Страх меня тоже не гнетет. Открытие, что Сеймур все еще находится в Копенгагене, конечно, не из приятных, однако у меня теперь такой вид, что, если бы мы даже столкнулись с ним лицом к лицу, он не смог бы меня узнать. Когда мне приходится случайно видеть в зеркале витрины свое собственное отражение, я сам себя не узнаю. Передо мной маячит одетый в лохмотья бородатый субъект с испитым лицом и потухшим взором.
Единственное, что меня мучит, – это разговоры с Сеймуром. Я все чаще ловлю себя на том, что участвую в этих бессмысленных разговорах, и не только с Сеймуром, но с самыми разными людьми, живыми и мертвыми, далекими и близкими. Я разговариваю с Любо и Маргаритой, с генералом и Бориславом, с Грейс и Дороти и даже с Тодоровым. «Перестань, – твержу я себе. – Перестань, так и рехнуться недолго». И я перестаю, но лишь на короткое время, чтобы сменить собеседника. А потом снова принимаюсь болтать с кем-нибудь.
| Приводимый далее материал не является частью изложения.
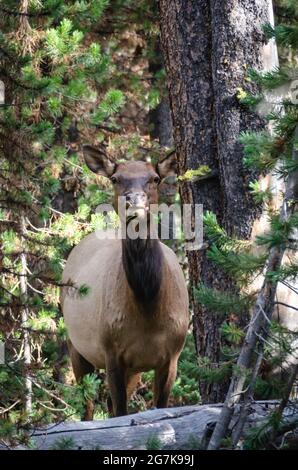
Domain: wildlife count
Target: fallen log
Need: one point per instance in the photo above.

Конечно, мне особенно неприятно оттого, что я больше всех беседую с Сеймуром. Естественно, я не испытываю никакого желания говорить с ним, и обычно наш диалог начинается с того, что я советую ему убраться с глаз моих, однако он не слушается и, не обращая внимания на мою ругань, спрашивает:
«Станете ли вы, Майкл, любить родную мать или родину, если они вас отвергнут?»
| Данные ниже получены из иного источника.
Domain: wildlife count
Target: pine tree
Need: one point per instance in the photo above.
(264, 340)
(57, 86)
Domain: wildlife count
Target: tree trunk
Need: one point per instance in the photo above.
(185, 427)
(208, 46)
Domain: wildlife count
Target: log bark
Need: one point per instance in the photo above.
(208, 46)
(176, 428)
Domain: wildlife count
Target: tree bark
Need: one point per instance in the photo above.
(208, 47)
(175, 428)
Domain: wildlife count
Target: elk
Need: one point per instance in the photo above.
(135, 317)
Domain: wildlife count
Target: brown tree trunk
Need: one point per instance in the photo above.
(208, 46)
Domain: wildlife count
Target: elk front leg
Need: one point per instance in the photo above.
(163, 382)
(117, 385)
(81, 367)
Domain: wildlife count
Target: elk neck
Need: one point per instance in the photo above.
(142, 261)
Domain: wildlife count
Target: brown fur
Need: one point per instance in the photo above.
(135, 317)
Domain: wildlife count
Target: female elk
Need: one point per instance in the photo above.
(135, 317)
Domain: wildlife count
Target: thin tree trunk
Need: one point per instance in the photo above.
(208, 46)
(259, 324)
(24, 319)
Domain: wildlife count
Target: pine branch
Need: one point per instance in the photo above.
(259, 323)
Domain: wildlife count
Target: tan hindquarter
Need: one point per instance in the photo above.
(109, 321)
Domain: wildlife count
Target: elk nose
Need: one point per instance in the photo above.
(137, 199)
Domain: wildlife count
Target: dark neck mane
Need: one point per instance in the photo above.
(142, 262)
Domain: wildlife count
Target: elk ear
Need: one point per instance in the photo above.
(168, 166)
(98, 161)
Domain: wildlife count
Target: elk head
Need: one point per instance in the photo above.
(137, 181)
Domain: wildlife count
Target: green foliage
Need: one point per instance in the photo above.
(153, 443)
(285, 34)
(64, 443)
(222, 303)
«К вашему сведению, Уильям, мать уже отвергла меня. У меня ее нет».
«У вас нет никого и ничего», – кивает Сеймур.
«Ошибаетесь. У меня есть родина».
«Она отреклась от вас. Так же, как мать».
«Родина не отречется от своего сына, если он остается верен ей».
«Случаются недоразумения», – посмеивается Сеймур.
«Воображаемые недоразумения. Но меня они не смущают. Я знаю, у меня есть родина, и этого мне вполне достаточно».
«Любовь на расстоянии, – посмеивается Сеймур. – Вы так и умрете вдали друг от друга».
«Я умру, но только не она! – уточняю. – А раз она живет – значит, я тоже не совсем мертв».
«Слова, слова, слова… – презрительно гундосит Сеймур. – Словами вы пытаетесь заполнить свою пустоту. Пустоту внутреннюю. Пустоту вокруг себя. Вы в полном одиночестве, Майкл, вы всеми покинутый и всеми забытый. Будь вы немного чувствительней, вы давно бы бросились в канал».